[bogofilter] Are token pairs useful

Fri Apr 16 07:52:04 CEST 2004

Hi!

Using the patch David provided for token pairs
(http://article.gmane.org/gmane.mail.bogofilter.general/7580)
I tested how this feature compares to the single token
approach. In both cases I used my version of the lexer
(http://piology.org/bogofilter/). I used 10000 ham mails and
15000 spam mails for training and 4556 ham mails and 5500
spam mails for testing. With both versions I did full
training and training to exhaustion.

The first question is how much the size of the database will
change (databases compacted):

Training | Pairs |  ham  |  spam |  kb
---------+-------+-------+-------+------
TTE (4)  |   n   |   225 |   433 |  2212
---------+-------+-------+-------+------
TTE (4)  |   y   |   222 |   378 | 10216
---------+-------+-------+-------+------
Full     |   n   | 10000 | 15000 | 15664
---------+-------+-------+-------+------
Full     |   y   | 10000 | 15000 | 92788

More important: Do we get better results?

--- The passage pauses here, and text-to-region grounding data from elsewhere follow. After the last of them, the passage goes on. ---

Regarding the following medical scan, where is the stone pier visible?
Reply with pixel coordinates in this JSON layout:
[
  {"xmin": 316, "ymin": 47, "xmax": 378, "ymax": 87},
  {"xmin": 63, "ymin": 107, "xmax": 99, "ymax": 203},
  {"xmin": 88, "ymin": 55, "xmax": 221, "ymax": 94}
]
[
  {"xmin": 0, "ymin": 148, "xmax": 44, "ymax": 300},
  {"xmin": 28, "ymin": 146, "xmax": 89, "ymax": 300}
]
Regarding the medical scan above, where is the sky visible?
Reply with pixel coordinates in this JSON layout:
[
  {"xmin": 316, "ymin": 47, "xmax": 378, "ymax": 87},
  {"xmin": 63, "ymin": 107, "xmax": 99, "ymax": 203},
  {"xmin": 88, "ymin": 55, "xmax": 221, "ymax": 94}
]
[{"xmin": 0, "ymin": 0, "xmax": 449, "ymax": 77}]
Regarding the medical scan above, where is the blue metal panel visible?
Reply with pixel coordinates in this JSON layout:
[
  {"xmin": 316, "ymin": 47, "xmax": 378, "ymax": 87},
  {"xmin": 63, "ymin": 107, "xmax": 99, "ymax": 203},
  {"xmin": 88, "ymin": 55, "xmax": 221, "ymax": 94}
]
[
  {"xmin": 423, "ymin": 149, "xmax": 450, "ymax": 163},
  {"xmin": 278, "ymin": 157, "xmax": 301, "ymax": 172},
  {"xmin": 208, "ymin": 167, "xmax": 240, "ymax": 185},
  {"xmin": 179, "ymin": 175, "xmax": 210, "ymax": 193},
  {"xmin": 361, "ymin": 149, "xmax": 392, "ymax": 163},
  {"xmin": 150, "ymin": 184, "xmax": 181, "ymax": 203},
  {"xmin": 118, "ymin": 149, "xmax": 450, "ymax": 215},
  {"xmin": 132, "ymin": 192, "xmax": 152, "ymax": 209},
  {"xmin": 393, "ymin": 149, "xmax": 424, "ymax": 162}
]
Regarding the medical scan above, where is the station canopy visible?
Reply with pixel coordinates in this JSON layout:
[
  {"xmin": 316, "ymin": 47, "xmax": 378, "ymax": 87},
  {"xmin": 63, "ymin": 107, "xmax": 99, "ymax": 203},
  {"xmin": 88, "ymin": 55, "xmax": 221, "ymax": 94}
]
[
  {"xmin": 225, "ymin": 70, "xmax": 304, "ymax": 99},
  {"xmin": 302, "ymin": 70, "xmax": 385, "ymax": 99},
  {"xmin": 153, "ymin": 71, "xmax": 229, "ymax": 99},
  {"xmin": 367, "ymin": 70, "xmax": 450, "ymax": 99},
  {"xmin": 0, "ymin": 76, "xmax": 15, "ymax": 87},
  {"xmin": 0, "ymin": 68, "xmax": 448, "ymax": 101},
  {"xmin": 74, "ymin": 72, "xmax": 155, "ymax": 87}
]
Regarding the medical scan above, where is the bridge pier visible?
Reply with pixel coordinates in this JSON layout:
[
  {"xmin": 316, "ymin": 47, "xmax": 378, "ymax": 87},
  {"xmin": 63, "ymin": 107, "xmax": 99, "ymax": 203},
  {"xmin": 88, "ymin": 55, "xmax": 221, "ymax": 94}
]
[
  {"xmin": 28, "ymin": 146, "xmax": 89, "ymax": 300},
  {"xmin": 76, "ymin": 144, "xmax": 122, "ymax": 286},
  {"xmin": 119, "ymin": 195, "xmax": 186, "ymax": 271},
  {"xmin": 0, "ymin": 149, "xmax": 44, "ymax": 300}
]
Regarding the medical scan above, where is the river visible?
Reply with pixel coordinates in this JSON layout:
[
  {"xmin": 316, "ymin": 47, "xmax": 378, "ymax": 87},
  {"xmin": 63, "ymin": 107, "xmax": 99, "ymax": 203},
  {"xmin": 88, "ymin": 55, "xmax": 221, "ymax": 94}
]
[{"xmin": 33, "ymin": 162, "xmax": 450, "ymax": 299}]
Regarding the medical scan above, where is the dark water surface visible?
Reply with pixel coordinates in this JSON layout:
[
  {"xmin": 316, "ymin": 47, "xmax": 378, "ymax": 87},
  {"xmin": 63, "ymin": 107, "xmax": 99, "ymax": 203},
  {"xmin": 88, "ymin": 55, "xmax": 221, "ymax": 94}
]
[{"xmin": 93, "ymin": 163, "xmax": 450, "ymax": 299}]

Training | Pairs | fp / | fn /
         |       | 4556 | 5500
---------+-------+------+-------
TTE      |   n   |   16 |   30  
---------+-------+------+-------
TTE      |   y   |   21 |   29  
---------+-------+------+-------
Full     |   n   |   18 |  150  
---------+-------+------+-------
Full     |   y   |   24 |  106  

Findings: Taken pairs of tokens is very expensive in
database size. Full training becomes unacceptable.

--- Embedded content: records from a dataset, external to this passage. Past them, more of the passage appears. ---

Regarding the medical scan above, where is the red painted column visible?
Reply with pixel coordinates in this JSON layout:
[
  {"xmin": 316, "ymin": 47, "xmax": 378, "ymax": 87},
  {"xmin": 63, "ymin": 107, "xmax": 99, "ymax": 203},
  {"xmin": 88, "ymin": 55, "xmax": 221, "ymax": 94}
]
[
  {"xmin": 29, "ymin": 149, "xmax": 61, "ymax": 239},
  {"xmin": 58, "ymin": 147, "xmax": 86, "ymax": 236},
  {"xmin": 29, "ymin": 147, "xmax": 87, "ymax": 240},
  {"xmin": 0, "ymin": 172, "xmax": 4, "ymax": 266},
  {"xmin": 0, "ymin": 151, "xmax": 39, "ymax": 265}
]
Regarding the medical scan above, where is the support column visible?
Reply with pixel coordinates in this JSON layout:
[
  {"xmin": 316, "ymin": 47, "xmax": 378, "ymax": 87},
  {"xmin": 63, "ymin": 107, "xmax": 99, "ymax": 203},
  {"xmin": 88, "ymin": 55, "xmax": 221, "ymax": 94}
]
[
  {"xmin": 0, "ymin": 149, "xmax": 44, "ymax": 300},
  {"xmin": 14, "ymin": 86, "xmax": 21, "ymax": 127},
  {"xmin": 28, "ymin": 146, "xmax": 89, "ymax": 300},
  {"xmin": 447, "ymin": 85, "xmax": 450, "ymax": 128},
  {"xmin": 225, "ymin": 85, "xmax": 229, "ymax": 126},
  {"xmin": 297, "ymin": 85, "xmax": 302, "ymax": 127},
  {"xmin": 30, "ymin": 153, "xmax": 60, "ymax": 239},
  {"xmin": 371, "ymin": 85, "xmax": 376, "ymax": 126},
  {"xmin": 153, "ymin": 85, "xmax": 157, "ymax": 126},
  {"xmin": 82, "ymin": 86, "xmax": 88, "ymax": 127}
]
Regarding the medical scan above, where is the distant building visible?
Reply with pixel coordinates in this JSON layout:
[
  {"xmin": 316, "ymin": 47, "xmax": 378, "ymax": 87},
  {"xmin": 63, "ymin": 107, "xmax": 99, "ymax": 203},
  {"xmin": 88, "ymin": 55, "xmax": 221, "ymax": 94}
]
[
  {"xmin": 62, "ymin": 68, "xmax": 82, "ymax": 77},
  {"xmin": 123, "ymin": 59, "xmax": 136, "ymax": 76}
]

We can observe a tendency that spam is better recognized
(fewer messages used in TTE, less fn), but this effect is
not worth the effort, if at all then with full training.

Ham on the other hand fails badly. There are many more false
positives.

Taking all this together, paired tokens seem not useful.

It may well be that larger windows (like three to five
tokens) might be useful, especially when allowing skipping
of words.

pi